Гаусс в отличие от Канта не считал законы механики истинами. Как и большинство ученых, Гаусс разделял взгляды Галилея, утверждавшего, что эти законы основаны на опыте. В письме Гаусса Бесселю от 9 апреля 1830 г. содержится следующее признание: 

По моему глубокому убеждению теория пространства занимает в нашем знании совершенно иное место, нежели чистая математика [оперирующая с числами]. Во всем нашем знании нет ничего такого, что сколько-нибудь убедительно доказывало бы абсолютную необходимость (и следовательно, абсолютную истинность), столь характерную для чистой математики. Нам остается лишь смиренно добавить, что если число — это продукт нашего разума, то пространство — это реальность, лежащая вне нашего разума, которой мы не можем предписывать свои законы. 

Гаусс считал носителем истины арифметику и, следовательно, основанные на арифметике алгебру и математический анализ (дифференциальное и интегральное исчисление и высшие разделы анализа), так как арифметические истины легко постигаются нашим разумом. 

Мысль о том, что евклидова геометрия — это геометрия реального пространства, т.е. абсолютная истина о пространстве, настолько глубоко вошла в сознание людей, что любые идеи противоположного толка, в частности идеи Гаусса, на протяжении многих лет отвергались. Математик Георг Кантор говорил о законе сохранения невежества. Не так-то легко опровергнуть любое неверное заключение, коль скоро к нему пришли и оно получило достаточно широкое распространение, причем чем менее оно понятно, тем более упорно его придерживаются. На протяжении почти тридцати лет после выхода в свет работ Н.И. Лобачевского и Я. Бойаи математики, за редкими исключениями, игнорировали неевклидовы геометрии: их считали своего рода курьезом. Некоторые математики не отрицали, что неевклидовы геометрии логически непротиворечивы; другие же были убеждены, что новые геометрии не могут не содержать противоречий и потому бесполезны.{54} Почти все математики считали, что единственно верной геометрией физического пространства должна быть евклидова геометрия. 

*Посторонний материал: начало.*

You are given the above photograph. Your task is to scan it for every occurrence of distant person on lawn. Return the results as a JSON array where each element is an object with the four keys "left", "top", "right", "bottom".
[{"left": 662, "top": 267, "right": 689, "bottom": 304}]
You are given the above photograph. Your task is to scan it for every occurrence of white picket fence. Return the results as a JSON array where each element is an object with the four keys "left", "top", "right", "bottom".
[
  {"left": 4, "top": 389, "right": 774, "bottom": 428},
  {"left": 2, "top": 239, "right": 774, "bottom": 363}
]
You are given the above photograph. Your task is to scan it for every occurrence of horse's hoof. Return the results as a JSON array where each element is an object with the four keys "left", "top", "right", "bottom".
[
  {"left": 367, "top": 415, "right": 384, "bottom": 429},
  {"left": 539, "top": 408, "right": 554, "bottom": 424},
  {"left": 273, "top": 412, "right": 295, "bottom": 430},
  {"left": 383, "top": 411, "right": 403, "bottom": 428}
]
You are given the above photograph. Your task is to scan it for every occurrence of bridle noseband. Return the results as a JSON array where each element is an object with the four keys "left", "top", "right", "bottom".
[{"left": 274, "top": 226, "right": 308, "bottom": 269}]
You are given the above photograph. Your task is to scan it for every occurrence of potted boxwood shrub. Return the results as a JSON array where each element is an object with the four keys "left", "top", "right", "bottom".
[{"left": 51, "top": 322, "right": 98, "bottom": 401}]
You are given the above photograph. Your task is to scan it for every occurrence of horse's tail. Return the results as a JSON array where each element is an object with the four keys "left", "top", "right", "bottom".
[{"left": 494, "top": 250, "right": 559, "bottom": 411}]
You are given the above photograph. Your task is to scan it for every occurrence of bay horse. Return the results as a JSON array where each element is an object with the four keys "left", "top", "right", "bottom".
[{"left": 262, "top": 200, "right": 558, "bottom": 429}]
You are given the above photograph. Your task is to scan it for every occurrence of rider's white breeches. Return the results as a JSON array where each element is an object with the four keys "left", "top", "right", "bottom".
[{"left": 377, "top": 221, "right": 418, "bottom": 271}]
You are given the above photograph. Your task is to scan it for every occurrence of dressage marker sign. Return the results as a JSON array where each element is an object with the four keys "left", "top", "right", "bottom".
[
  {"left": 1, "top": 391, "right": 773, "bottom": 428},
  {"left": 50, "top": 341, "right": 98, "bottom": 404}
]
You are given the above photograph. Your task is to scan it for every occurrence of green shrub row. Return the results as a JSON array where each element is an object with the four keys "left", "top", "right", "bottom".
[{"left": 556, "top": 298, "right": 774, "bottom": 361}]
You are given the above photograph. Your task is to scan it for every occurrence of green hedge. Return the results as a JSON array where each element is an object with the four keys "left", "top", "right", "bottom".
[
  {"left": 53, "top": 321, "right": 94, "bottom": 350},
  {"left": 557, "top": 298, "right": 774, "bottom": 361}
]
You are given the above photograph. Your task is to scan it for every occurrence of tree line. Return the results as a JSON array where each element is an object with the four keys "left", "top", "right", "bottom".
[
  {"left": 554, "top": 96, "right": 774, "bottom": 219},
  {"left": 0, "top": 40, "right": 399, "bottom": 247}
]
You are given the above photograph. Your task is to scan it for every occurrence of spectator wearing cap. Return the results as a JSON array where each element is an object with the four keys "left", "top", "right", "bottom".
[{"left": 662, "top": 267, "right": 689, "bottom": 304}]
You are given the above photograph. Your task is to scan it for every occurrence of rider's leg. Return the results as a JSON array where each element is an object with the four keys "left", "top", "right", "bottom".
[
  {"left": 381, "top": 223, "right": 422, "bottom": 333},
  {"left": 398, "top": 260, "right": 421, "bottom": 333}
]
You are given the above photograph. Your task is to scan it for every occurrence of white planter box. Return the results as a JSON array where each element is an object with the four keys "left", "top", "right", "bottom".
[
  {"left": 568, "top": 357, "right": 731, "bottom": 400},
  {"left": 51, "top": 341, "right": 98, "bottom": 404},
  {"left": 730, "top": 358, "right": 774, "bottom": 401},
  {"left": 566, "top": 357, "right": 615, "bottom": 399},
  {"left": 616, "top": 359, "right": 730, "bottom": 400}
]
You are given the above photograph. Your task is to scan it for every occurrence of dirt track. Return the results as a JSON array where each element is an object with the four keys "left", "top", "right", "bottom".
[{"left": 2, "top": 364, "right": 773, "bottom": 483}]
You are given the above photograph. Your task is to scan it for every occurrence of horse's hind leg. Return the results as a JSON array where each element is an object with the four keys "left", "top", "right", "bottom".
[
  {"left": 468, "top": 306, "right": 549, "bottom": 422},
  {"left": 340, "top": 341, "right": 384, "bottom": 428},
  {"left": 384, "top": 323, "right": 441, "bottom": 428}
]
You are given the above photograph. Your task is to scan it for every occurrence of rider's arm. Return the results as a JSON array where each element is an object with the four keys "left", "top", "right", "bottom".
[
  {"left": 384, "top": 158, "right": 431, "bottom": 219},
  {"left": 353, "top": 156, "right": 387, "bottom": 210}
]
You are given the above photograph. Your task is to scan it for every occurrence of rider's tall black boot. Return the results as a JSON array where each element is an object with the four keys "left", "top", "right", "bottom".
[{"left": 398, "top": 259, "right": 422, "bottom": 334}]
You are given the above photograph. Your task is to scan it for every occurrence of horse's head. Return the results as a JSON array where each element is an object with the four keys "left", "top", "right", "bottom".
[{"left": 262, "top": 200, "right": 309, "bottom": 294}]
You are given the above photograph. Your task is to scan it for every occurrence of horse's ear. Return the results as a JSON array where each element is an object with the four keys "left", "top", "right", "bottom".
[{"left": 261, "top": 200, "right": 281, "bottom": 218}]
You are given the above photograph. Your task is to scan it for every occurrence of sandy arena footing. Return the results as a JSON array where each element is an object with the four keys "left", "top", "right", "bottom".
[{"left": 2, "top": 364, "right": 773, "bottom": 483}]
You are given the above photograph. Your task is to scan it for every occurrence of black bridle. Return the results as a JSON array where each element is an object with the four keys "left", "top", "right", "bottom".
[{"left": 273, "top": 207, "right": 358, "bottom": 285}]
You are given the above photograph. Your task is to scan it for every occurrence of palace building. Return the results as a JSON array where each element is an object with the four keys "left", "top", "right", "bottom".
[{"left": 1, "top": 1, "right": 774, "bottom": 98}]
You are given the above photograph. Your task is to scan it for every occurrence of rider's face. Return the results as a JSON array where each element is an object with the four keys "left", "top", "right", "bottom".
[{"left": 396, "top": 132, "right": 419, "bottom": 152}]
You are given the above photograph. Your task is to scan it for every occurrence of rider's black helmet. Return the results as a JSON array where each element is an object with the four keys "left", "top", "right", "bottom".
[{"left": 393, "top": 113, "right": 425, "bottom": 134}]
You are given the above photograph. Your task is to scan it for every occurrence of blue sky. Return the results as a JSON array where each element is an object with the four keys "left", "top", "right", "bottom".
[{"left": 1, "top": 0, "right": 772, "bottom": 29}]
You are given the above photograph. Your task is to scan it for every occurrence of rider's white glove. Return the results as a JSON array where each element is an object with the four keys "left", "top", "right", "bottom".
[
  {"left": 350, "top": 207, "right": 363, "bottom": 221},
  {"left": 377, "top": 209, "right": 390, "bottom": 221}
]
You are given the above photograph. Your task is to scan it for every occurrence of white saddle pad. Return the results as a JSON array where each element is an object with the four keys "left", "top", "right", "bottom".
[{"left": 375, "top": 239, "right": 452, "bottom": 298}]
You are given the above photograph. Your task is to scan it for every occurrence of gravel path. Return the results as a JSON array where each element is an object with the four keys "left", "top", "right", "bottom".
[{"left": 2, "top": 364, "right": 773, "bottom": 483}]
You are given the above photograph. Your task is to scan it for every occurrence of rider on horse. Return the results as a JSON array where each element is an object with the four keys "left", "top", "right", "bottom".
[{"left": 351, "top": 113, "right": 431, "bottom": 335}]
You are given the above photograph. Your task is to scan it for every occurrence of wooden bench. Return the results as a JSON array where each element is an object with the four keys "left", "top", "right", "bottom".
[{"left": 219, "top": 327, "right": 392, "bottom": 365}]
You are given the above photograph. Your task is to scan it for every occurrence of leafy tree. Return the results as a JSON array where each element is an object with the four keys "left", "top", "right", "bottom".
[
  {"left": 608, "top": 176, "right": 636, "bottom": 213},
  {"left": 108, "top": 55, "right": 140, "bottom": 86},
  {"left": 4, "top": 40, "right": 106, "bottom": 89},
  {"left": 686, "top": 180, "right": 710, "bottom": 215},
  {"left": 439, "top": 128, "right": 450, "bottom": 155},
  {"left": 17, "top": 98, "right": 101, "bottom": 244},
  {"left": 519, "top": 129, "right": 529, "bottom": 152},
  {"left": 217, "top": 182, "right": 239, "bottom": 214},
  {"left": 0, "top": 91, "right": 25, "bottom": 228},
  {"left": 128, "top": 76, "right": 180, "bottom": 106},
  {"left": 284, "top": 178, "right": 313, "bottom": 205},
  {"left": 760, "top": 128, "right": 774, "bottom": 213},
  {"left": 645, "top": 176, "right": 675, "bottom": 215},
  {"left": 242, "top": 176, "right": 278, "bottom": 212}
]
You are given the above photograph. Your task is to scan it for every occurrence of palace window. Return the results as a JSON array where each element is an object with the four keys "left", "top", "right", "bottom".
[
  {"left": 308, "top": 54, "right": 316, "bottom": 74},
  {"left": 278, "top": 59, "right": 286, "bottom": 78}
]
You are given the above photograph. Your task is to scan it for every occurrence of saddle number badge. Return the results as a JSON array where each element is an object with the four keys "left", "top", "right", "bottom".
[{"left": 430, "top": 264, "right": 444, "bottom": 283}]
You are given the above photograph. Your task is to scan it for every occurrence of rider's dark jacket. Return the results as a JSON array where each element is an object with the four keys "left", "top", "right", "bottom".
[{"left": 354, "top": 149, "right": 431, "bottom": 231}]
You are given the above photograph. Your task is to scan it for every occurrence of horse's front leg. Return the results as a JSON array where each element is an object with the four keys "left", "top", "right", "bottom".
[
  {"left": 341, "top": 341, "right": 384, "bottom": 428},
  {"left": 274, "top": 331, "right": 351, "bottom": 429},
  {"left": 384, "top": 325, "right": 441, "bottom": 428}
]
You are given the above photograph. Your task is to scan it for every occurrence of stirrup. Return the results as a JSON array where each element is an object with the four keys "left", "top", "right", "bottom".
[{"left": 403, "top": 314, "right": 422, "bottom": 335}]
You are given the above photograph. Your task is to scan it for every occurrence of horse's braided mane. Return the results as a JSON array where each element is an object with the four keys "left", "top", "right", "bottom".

Однако математики забыли о боге — и всемогущий геометр не стал открывать им, какой из нескольких конкурирующих геометрий он руководствовался при сотворении мира. Математикам не оставалось ничего другого, как попытаться установить истинную геометрию мира своими силами. Но вот после смерти Гаусса в 1858 г., когда его репутация была необычайно высокой, становятся известными материалы, обнаруженные среди бумаг «короля математиков», а опубликованная в 1868 г. лекция Римана (1854) убеждает многих математиков в том, что и неевклидова геометрия может быть геометрией физического пространства и что любые априорные утверждения о том, какая из геометрий является истинной, лишены всяких оснований. Уже одно то, что появились несколько противоречащих друг другу геометрий, само по себе было ударом. Еще более сильный шок вызвала полная невозможность указать, какая из геометрий истинна, и даже установить, истинна ли хоть какая-нибудь одна из них. Стало ясно, что математики сформулировали казавшиеся им правильными аксиомы геометрии, руководствуясь своим весьма ограниченным опытом, и ошибочно сочли эти аксиомы самоочевидными истинами. Математики оказались в положении, о котором можно сказать словами Марка Твена: «Человек — животное религиозное. Только обретя сразу несколько религий, он приобщился к истинной религии».